[<prev] [next>] [<thread-prev] [thread-next>] [day] [month] [year] [list]
Message-ID: <e1ee7b53-9522-6a8a-463b-329bdab0dd30@linux.ibm.com>
Date: Thu, 2 Jun 2022 15:19:43 -0400
From: Tony Krowiak <akrowiak@...ux.ibm.com>
To: jjherne@...ux.ibm.com, linux-s390@...r.kernel.org,
linux-kernel@...r.kernel.org, kvm@...r.kernel.org
Cc: freude@...ux.ibm.com, borntraeger@...ibm.com, cohuck@...hat.com,
mjrosato@...ux.ibm.com, pasic@...ux.ibm.com,
alex.williamson@...hat.com, kwankhede@...dia.com,
fiuczy@...ux.ibm.com
Subject: Re: [PATCH v19 15/20] s390/vfio-ap: implement in-use callback for
vfio_ap driver
On 6/2/22 2:16 PM, Jason J. Herne wrote:
> On 4/4/22 18:10, Tony Krowiak wrote:
>> Let's implement the callback to indicate when an APQN
>> is in use by the vfio_ap device driver. The callback is
>> invoked whenever a change to the apmask or aqmask would
>> result in one or more queue devices being removed from the driver. The
>> vfio_ap device driver will indicate a resource is in use
>> if the APQN of any of the queue devices to be removed are assigned to
>> any of the matrix mdevs under the driver's control.
>>
>> There is potential for a deadlock condition between the
>> matrix_dev->guests_lock used to lock the guest during assignment of
>> adapters and domains and the ap_perms_mutex locked by the AP bus when
>> changes are made to the sysfs apmask/aqmask attributes.
>>
>> The AP Perms lock controls access to the objects that store the adapter
>> numbers (ap_perms) and domain numbers (aq_perms) for the sysfs
>> /sys/bus/ap/apmask and /sys/bus/ap/aqmask attributes. These attributes
>> identify which queues are reserved for the zcrypt default device
>> drivers.
>> Before allowing a bit to be removed from either mask, the AP bus must
>> check
>> with the vfio_ap device driver to verify that none of the queues are
>> assigned to any of its mediated devices.
>>
>> The apmask/aqmask attributes can be written or read at any time from
>> userspace, so care must be taken to prevent a deadlock with asynchronous
>> operations that might be taking place in the vfio_ap device driver. For
>> example, consider the following:
>>
>> 1. A system administrator assigns an adapter to a mediated device
>> under the
>> control of the vfio_ap device driver. The driver will need to
>> first take
>> the matrix_dev->guests_lock to potentially hot plug the adapter into
>> the KVM guest.
>> 2. At the same time, a system administrator sets a bit in the sysfs
>> /sys/bus/ap/ap_mask attribute. To complete the operation, the AP bus
>> must:
>> a. Take the ap_perms_mutex lock to update the object storing the
>> values
>> for the /sys/bus/ap/ap_mask attribute.

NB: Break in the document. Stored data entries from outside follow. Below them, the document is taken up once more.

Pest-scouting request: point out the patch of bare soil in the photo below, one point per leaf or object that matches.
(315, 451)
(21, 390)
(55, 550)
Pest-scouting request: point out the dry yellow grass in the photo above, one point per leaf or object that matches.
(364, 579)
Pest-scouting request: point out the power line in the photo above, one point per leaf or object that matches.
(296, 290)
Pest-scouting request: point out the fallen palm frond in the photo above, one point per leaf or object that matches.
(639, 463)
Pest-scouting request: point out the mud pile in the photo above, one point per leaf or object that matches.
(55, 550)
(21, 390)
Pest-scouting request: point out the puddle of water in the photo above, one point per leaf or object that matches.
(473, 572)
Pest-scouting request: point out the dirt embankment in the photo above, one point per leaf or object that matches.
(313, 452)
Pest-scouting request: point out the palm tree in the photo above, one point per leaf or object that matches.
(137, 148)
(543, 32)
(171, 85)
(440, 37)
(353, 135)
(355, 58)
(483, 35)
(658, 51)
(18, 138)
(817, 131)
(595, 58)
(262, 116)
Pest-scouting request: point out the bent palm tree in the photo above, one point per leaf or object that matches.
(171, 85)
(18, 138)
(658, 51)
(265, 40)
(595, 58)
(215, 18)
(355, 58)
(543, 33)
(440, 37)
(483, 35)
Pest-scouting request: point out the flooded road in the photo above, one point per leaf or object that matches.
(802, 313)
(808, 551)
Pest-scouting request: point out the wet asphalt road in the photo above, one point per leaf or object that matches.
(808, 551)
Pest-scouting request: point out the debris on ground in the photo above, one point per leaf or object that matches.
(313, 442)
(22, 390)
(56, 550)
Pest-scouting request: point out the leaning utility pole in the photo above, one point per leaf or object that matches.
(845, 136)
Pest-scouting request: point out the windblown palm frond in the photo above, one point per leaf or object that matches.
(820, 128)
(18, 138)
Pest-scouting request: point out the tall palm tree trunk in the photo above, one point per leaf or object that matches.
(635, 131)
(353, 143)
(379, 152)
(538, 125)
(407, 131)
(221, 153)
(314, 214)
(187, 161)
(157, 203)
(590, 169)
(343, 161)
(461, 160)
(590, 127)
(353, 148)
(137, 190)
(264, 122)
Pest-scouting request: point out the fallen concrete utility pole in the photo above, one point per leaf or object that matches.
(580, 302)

>> b. Call the vfio_ap device driver's in-use callback to verify
>> that the
>> queues now being reserved for the default zcrypt drivers are not
>> assigned to a mediated device owned by the vfio_ap device
>> driver. To
>> do the verification, the in-use callback function takes the
>> matrix_dev->guests_lock, but has to wait because it is already
>> held
>> by the operation in 1 above.
>> 3. The vfio_ap device driver calls an AP bus function to verify that the
>> new queues resulting from the assignment of the adapter in step 1
>> are
>> not reserved for the default zcrypt device driver. This AP bus
>> function
>> tries to take the ap_perms_mutex lock but gets stuck waiting for the
>> waiting for the lock due to step 2a above.
>>
>> Consequently, we have the following deadlock situation:
>>
>> matrix_dev->guests_lock locked (1)
>> ap_perms_mutex lock locked (2a)
>> Waiting for matrix_dev->gusts_lock (2b) which is currently held (1)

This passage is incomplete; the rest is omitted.